Final Census Results Released, Sans Ethnic and Religious Data

By Yen Saning 29 May 2015

RANGOON — Most of Burma’s finalized census data were released on Friday, with the country’s population clocking in at 51,486,253 people, a number that includes an estimated 1.2 million heads that were not counted in Arakan, Kachin and Karen states.

The non-enumerated total breaks down to 46,600 people in Kachin State, 69,753 in Karen State, and 1,090,000 in Arakan State. In Kachin and Karen states, conflict between the government and ethnic armed groups prevented enumerators from entering rebel-controlled areas, while in Arakan State the vast majority of those uncounted were Rohingya, a Muslim minority group that the government does not recognize.

A controversial last-minute policy change saw the government refuse to tally individuals self-identifying as Rohingya, contravening UN census guidelines and earning international criticism.

The census was conducted in March and April of 2014, and marked the first attempt to carry out a nationwide population count in more than three decades. The massive data set includes demographic characteristics and living conditions, detailing population size and growth, age and sex, marital status, migration, births and deaths, education, employment, disability, and housing conditions and amenities in each of Burma’s 330 townships.

The United Nations Population Fund (UNFPA), which supported the Burmese government in conducting the census, said in a press release on Friday that additional information on the population’s ethnic and religious makeup, occupational profile and maternal mortality rate are due to be released next year, requiring more time for analysis and consultation.

Vijay Nambiar, special adviser to the secretary-general on Burma, congratulated the government on a “monumental achievement” at a ceremony marking the census results’ release, while noting shortcomings in the process, specifically the controversy over self-identifying Rohingya and disagreements over how to categorize the country’s ethnic diversity.

“The official list of ethnic groups used in the census was also a source of disagreement and misgivings. The Government has wisely decided to convene a consultative process to revise the categorization to represent Myanmar’s ethnic diversity more accurately before it releases ethnic data,” Nambiar said.

In May 2014, the International Crisis Group released a report warning of potential risks surrounding the timing of the census and publication of its results. It warned that disagreements over how to categorize ethnic identities and the possibility that “the total number of Muslims in the country may be much higher than expected,” could potentially stoke tensions at a time when Burma is preparing to hold a landmark general election, which is due in early November.

On Friday, there was no explicit indication from the United Nations that the election was a factor in delaying the release of ethnic and religious data, but a UNFPA official told The Irrawaddy early this month that the government had made the decision “in consideration of the sensitivities of this data.”

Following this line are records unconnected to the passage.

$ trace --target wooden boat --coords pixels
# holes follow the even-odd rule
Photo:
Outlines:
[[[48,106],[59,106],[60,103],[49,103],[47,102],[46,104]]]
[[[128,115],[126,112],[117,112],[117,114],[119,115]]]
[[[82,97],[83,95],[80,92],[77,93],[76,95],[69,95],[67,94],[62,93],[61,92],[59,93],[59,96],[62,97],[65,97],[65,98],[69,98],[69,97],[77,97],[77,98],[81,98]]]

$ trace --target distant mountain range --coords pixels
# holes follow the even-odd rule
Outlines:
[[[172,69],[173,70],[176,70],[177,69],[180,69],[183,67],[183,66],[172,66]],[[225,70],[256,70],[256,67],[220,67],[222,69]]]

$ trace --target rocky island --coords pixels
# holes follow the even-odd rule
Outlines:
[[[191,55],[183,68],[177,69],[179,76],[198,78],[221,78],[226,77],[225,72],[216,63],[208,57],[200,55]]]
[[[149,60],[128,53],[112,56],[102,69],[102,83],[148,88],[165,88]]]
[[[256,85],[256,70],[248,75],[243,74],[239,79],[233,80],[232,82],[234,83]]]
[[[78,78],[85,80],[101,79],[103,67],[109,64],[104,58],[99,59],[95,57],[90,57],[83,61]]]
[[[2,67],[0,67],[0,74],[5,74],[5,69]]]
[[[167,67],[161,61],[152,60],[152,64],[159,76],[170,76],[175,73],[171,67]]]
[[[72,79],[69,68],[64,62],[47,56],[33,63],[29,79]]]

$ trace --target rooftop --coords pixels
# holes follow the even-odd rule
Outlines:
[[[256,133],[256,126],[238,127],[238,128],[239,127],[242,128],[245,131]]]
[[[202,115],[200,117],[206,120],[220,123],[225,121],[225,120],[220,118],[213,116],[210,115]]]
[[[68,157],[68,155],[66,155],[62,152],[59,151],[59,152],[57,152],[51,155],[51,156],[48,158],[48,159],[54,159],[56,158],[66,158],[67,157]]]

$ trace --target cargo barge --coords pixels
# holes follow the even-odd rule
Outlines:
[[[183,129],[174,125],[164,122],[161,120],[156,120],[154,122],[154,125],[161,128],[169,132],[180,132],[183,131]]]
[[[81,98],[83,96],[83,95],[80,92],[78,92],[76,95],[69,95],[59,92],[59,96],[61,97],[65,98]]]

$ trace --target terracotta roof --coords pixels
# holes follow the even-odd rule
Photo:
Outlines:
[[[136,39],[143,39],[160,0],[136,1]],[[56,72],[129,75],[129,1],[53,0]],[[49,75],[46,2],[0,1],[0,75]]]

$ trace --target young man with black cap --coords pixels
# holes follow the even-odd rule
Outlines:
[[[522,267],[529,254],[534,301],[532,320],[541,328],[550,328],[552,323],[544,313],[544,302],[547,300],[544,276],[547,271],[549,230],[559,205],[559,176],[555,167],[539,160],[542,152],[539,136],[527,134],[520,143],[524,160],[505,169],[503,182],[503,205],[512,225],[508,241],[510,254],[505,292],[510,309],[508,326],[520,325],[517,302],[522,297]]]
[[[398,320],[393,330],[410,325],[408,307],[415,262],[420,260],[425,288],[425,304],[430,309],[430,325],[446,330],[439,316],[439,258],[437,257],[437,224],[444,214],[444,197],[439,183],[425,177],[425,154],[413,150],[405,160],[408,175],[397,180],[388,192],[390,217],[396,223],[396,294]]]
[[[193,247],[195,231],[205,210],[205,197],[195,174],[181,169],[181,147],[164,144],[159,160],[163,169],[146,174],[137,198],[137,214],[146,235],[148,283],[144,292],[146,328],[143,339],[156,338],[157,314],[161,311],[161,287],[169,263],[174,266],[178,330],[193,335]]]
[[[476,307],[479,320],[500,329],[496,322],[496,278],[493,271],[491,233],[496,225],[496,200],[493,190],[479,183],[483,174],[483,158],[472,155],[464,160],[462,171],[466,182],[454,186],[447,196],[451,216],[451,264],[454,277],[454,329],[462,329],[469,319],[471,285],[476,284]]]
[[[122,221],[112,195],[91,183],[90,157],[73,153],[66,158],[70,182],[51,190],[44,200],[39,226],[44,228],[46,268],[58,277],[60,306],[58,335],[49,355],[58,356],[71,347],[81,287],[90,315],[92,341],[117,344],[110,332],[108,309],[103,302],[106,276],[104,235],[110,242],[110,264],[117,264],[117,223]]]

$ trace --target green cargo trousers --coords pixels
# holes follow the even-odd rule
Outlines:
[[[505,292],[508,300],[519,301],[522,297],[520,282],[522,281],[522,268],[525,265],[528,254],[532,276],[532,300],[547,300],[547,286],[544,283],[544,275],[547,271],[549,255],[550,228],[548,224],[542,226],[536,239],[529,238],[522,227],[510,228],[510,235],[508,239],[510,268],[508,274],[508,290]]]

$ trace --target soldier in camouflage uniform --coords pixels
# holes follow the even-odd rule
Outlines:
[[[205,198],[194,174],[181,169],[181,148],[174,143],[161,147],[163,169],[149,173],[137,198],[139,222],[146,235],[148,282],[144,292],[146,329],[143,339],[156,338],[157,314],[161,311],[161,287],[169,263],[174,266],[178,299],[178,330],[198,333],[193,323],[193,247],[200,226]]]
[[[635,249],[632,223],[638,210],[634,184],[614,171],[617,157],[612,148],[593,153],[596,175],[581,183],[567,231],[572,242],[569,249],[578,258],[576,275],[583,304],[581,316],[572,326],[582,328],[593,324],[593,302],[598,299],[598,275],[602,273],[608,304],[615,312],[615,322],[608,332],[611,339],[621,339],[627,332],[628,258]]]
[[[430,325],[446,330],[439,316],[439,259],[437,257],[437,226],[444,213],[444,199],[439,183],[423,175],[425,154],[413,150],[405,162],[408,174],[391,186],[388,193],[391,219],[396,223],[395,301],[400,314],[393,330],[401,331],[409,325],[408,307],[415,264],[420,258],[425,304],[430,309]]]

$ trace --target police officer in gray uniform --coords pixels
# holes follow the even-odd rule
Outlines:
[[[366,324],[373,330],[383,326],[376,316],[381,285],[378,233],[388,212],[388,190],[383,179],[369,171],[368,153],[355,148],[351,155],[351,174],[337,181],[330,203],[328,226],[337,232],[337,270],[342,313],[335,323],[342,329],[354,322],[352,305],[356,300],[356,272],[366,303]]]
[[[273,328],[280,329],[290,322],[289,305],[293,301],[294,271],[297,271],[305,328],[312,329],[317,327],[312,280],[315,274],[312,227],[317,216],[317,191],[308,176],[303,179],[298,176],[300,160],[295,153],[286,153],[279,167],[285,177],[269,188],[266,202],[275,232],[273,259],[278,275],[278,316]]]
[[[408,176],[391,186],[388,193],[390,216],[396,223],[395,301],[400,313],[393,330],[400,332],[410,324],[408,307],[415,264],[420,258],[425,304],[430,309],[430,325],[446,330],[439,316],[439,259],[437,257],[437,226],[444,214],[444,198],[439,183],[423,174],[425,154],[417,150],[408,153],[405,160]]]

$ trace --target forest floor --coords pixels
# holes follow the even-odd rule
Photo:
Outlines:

Reflecting just how politicized the census in Burma has become since the United Nations first offered its assistance in 2012, the executive director of the UNFPA waded into another domestic source of recent controversy in remarks on Friday. Indirectly referencing a recently passed Population Control Law that has been criticized by women’s rights advocates, Dr. Babatunde Osotimehin joined the legislation’s detractors in voicing concern over its restrictions.

“Every woman and couple has the right to freely determine the number, timing and spacing of their children, free of discrimination, violence and coercion,” he said. “Coercive laws regulating the number or spacing of children violate human rights, and contradict the Government’s national commitments and international obligations.”

After Decades of Guesswork, Hard Numbers

Burma has an annual population growth rate of 0.89 percent, one of the lowest in the region, and saw its birth rate fall to an average of 2.3 children per family, down from 4.7 in 1983.

Sixty-two out of every 1,000 children born die before the age of 1, with the infant mortality rate almost 40 percent higher in rural areas.

Half of the population is under the age of 27.

Average life expectancy is 67 years, one of the lowest in Southeast Asia, while women live six years longer than men.

Urban dwellers account for less than 30 percent of the population, with Rangoon Division and neighboring Irrawaddy Division the two most populace administrative territories, home to 7.36 million and 6.18 million people, respectively.